A complete implementation of the Viola-Jones face detection algorithm with a custom AdaBoost training pipeline.
- ✅ Custom AdaBoost Implementation - Built from scratch with a mathematical optimization trick that dramatically speeds up training
- ✅ Haar Feature Generation - Generates and evaluates thousands of Haar-like features
- ✅ Integral Image Optimization - Fast feature computation using integral images
- ✅ Cascade Classifier - Multi-stage cascade for efficient real-time detection
- ✅ Complete Pipeline - From dataset creation to inference
# Clone the repository with submodules
git clone --recurse-submodules https://github.com/alebal123bal/ViolaJones_CUSTOM.git
cd ViolaJones_CUSTOM
# Install dependencies
pip install numpy opencv-python pillow numba jupyter
# Run the demo notebook
jupyter notebook viola_jones_custom.ipynbThis project implements the complete Viola-Jones algorithm from the ground up, including a custom AdaBoost trainer that leverages a mathematical trick to significantly speed up the training process. While pre-trained classifiers are included in this repo (training not performed here), the AdaBoost implementation in AdaBoost_smart/ demonstrates how to efficiently train weak classifiers on large feature sets.

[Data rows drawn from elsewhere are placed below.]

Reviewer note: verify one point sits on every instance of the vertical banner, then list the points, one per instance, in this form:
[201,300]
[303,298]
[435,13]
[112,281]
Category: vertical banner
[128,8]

The key optimization involves reformulating the weight update step to avoid redundant computations across iterations, making it feasible to train on datasets with thousands of features.
ViolaJones_CUSTOM/
├── viola_jones_custom.ipynb # Main demo notebook
├── basic_elements/ # Core data structures
│ ├── haar_feature/ # Haar feature implementation
│ ├── rectangle/ # Rectangle primitives
│ └── feature_gen/ # Feature generation logic
├── AdaBoost_smart/ # Custom AdaBoost implementation
│ ├── classifiers/ # Weak classifier training
│ └── utils/ # Numba-optimized utilities
├── image_manager/ # Dataset handling
│ ├── dataset_creator/ # Face/non-face dataset creation
│ └── image_loader/ # Image loading utilities
├── matrix_creator/ # Integral image & evaluation matrices
├── viola_jones/ # Cascade classifier
│ ├── train/ # Cascade training pipeline
│ └── inference/ # Detection with sliding window
└── _pickle_folder/ # Serialized trained models
- Feature Generation: Generate ~160,000+ Haar-like features for 24×24 windows
- Integral Images: Pre-compute integral images for O(1) feature evaluation
- AdaBoost Training: Select the best features using custom AdaBoost (see
AdaBoost_smart/) - Cascade Construction: Build a cascade of strong classifiers for fast rejection
- Detection: Slide windows across images and run through the cascade
The AdaBoost_smart/ module contains the heart of this project - a custom implementation that:
- Trains weak classifiers on massive feature sets
- Uses weight vectorization for faster convergence
- Implements early stopping and convergence checks
- Provides detailed training statistics and metrics
Check out the AdaBoost README for implementation details.
# Load the trained cascade
from viola_jones.inference.window_slide import detect_faces
# Detect faces in an image
faces = detect_faces('path/to/image.jpg', scale_factor=1.25, min_neighbors=3)
# Faces will contain bounding boxes (x, y, width, height)
for (x, y, w, h) in faces:
# Draw rectangle on image
cv2.rectangle(img, (x, y), (x+w, y+h), (0, 255, 0), 2)Training requires:
- Face images (positive samples) in
image_manager/training_set/face/ - Non-face images (negative samples) in
image_manager/training_set/not_face/
The dataset creator modules can help build your training set from raw images.
- Viola, P., & Jones, M. (2001). Rapid Object Detection using a Boosted Cascade of Simple Features
- Freund, Y., & Schapire, R. E. (1997). A Decision-Theoretic Generalization of On-Line Learning
MIT
Built entirely from scratch as an educational deep-dive into classical computer vision techniques.